Response Characteristics of Burning Velocity, Velocity Gradient, and Preheat Zone Thickness of Methane-Air Premixed Wall-stagnation Flame to Sinusoidal Oscillation of Equivalence Ratio

Abstract

This study investigated the characteristics of the response of a lean methane-air premixed flame to sinusoidal oscillation of the equivalence ratio. The oscillation frequency was varied from 5 to 50 Hz. The mean equivalence ratio and fluctuation amplitude were 0.85 and 0.05, respectively. In the low frequency range, the oscillation amplitudes of the flame position x_f, burning velocity Su, velocity gradient g, and preheat zone thickness δ_p responded quasi-steadily to the equivalence ratio oscillation.
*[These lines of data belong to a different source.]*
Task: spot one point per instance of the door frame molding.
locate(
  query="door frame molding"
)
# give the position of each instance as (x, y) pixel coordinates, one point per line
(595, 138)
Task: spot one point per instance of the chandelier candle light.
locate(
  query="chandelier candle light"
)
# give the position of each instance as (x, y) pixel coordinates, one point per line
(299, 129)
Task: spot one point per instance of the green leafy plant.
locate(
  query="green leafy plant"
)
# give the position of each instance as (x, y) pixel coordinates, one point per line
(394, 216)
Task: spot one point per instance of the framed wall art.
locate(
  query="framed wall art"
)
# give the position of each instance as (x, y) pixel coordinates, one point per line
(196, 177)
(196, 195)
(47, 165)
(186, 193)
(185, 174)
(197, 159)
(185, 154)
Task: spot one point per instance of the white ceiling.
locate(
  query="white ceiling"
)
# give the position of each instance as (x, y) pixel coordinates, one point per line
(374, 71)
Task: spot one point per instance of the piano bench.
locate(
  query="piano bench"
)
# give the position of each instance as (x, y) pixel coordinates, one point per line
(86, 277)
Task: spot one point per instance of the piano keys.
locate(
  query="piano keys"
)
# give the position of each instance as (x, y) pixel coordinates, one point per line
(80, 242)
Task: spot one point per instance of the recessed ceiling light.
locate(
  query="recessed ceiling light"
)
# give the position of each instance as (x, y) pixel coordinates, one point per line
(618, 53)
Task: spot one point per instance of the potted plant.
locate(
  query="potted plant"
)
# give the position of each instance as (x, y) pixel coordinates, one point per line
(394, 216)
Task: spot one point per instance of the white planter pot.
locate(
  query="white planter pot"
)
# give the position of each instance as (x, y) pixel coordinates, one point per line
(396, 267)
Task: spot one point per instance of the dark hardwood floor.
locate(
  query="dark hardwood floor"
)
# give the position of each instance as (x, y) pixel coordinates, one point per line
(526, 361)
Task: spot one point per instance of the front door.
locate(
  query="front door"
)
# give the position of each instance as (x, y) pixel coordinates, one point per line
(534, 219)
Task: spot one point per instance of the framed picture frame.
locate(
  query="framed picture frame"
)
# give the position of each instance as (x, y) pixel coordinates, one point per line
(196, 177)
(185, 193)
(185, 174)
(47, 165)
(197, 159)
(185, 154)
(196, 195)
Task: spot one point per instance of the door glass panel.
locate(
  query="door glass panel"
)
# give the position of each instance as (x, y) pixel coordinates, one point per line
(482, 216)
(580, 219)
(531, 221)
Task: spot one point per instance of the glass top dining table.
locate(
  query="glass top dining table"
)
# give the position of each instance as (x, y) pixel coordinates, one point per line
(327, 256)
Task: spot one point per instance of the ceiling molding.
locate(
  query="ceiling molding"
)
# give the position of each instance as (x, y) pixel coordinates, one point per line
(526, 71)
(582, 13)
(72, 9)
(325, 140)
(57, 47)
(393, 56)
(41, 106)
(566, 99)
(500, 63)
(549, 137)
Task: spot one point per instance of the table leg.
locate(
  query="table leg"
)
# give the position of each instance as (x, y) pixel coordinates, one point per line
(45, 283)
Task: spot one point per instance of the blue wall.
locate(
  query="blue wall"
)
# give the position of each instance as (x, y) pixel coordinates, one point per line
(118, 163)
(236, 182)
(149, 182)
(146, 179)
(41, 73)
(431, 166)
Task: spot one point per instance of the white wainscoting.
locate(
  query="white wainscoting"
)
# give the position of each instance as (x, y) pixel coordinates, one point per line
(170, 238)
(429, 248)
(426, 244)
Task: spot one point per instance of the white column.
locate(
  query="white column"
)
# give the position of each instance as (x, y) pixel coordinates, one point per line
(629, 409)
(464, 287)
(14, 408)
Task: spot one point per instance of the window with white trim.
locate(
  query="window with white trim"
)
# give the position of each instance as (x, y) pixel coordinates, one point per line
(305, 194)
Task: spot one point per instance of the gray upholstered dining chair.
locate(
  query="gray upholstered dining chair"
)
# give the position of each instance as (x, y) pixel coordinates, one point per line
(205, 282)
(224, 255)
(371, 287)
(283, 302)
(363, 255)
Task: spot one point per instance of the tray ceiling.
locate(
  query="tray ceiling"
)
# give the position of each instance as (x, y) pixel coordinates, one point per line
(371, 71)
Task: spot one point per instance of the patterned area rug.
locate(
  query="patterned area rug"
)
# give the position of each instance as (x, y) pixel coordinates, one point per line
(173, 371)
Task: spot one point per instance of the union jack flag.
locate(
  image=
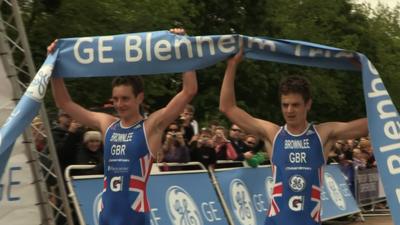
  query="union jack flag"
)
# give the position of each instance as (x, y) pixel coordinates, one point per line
(276, 192)
(316, 197)
(138, 183)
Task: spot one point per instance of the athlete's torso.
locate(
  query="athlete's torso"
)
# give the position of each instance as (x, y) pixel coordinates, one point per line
(297, 163)
(127, 165)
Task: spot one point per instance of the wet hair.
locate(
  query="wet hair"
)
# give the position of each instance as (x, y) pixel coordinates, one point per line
(295, 85)
(136, 82)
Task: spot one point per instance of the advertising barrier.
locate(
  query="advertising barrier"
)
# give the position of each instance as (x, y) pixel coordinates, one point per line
(247, 193)
(175, 199)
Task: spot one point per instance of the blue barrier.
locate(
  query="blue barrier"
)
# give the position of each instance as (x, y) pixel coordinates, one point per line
(174, 199)
(247, 191)
(190, 198)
However, in the high frequency range they responded unsteadily: that is, the fluctuation amplitude of x_f became less than that of the static flame, but the oscillation amplitudes of Su, g, and δ_p exceeded those of the static flame with respect to frequency over the same equivalence ratio fluctuation range, and these values peaked at 40 Hz. The increase in oscillation amplitude of Su with respect to frequency was likely a result of the dynamic characteristics of the flame movement, mass transfer from unburned gas to the side of the flame, and the preheat time of the mixture.